Miller: The kids, the classroom, what happens at the table. You just see kids get fired up. They’re tired, they’re working their butts off — they’ve got sports, they’ve got plays, they’ve got music lessons — and they dig into a text like Moby-Dick or Hamlet or Beloved, and you just see their faces go, “Ah” and “Wow” and that’s how it stays fresh. Anytime you feel something is wearing you down, the classroom reminds you, “This is pretty cool.”

Q: I really loved your sequence “Ordeal by Water” in your new collection. I know we’re not supposed to conflate people with their art, but your poetry feels very personal. Is that something that is intentional or just what happens when you sit down to work?

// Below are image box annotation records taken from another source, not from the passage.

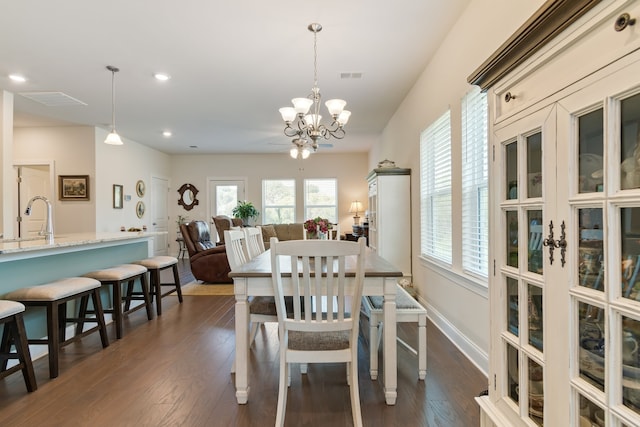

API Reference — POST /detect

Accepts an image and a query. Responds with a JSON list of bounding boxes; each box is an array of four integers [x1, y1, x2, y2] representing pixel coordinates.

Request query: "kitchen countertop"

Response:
[[0, 231, 166, 262]]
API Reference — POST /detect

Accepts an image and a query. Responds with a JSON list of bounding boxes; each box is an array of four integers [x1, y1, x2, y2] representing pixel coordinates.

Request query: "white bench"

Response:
[[362, 285, 427, 380]]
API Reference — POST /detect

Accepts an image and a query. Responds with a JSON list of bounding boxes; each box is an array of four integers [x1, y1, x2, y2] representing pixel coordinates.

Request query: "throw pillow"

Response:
[[212, 215, 231, 245], [260, 225, 278, 243]]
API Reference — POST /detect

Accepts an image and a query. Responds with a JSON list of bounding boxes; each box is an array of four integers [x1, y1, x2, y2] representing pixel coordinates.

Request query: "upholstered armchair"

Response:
[[180, 221, 231, 283]]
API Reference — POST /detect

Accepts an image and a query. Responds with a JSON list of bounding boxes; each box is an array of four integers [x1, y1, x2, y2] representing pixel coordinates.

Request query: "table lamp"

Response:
[[349, 200, 363, 225]]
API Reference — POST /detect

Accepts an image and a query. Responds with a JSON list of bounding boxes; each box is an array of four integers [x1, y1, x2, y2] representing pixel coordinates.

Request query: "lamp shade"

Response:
[[324, 99, 347, 117], [349, 200, 363, 215], [104, 131, 122, 145], [279, 107, 296, 123], [336, 110, 351, 126], [291, 98, 313, 115]]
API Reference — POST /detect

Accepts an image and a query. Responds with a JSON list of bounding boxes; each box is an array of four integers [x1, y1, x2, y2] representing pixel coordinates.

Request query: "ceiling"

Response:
[[0, 0, 470, 154]]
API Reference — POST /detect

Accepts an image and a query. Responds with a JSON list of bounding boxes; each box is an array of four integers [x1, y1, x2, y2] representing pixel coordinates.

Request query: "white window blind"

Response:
[[303, 178, 338, 223], [420, 111, 452, 264], [462, 86, 489, 277], [262, 179, 296, 224]]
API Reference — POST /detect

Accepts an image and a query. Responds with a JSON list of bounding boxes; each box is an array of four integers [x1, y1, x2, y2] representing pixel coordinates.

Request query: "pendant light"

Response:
[[104, 65, 122, 145]]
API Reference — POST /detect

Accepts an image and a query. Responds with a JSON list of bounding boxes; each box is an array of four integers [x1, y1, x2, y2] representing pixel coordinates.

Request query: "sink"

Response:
[[0, 236, 44, 243]]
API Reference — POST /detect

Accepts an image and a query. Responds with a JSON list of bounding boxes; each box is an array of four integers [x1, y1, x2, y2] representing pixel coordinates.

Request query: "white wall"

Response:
[[13, 126, 171, 234], [95, 128, 170, 234], [13, 126, 96, 234], [369, 0, 544, 372], [169, 153, 369, 253]]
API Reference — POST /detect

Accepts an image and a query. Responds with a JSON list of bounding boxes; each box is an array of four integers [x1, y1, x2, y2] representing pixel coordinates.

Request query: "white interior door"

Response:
[[16, 165, 55, 237], [151, 176, 169, 255], [209, 178, 246, 241]]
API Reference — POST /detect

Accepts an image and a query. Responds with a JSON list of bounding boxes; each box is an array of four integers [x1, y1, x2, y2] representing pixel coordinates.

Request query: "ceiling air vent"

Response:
[[19, 92, 87, 107], [340, 73, 362, 79]]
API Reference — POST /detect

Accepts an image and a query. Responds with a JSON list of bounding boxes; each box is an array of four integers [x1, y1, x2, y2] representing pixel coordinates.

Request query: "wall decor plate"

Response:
[[136, 180, 146, 197], [136, 202, 145, 218]]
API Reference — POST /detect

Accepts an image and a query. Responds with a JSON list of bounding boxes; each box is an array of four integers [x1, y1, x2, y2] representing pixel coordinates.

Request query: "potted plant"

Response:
[[231, 200, 260, 225]]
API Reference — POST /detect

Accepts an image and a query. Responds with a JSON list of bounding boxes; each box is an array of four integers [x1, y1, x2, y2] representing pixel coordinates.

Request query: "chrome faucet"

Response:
[[24, 196, 53, 243]]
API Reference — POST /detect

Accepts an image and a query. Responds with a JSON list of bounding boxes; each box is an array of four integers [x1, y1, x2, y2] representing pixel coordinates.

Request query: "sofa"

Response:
[[257, 222, 304, 249], [180, 221, 232, 283]]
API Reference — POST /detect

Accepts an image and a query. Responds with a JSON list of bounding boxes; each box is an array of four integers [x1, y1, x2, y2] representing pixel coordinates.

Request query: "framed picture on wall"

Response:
[[58, 175, 89, 200], [113, 184, 124, 209]]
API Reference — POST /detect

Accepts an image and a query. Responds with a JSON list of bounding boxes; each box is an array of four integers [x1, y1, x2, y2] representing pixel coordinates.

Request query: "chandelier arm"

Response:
[[325, 127, 347, 139]]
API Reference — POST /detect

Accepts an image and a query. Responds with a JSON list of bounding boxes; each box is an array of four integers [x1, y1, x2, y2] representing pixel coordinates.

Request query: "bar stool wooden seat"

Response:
[[134, 256, 182, 316], [0, 300, 38, 392], [84, 264, 153, 339], [4, 277, 109, 378], [361, 285, 427, 380]]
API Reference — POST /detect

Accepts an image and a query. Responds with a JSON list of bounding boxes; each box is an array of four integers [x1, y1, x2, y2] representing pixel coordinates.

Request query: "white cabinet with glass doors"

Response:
[[478, 1, 640, 427]]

Miller: I actually wrote “Ordeal by Water” while teaching a class that was doing senior meditation. I was slotted to do a meditation, so I thought I would write it as my students were writing theirs. I knew I’d have to present one but I couldn’t find the form — I was using prose and it was just terrible. And then a girl in the class, she was writing hers as a poem and I thought, “Oh my god, I should try that.” A lot of what I write comes out of personal experience; and digging into what might be significant or universal in that experience. I come from Lowell, Massachusetts, a big town of storytellers. Not all my poems do that, sometimes I get away from that, but then I get drawn back to that story again, that experience, examining my life and what that experience has given me. When I first became a parent, I wrote a lot about my daughter and the fear, that realization that once you bring a life into the world, you’ve also brought death into the world. You don’t think about that when you’re becoming a parent, but then they are born and you think, “This person is going to die; I’ve created death by creating life,” and you realize the way those things are combined and connected to each other. And the beauty of that too — this is a precious thing because it will not last. Sometimes I say I’m not going to write about myself, I’m not going to write about personal experiences, and then all of a sudden something comes out and I think, “I did it again!”

— Daneet Steffens ’82

Editor's note: This profile first appeared in the winter 2018 issue of The Exeter Bulletin.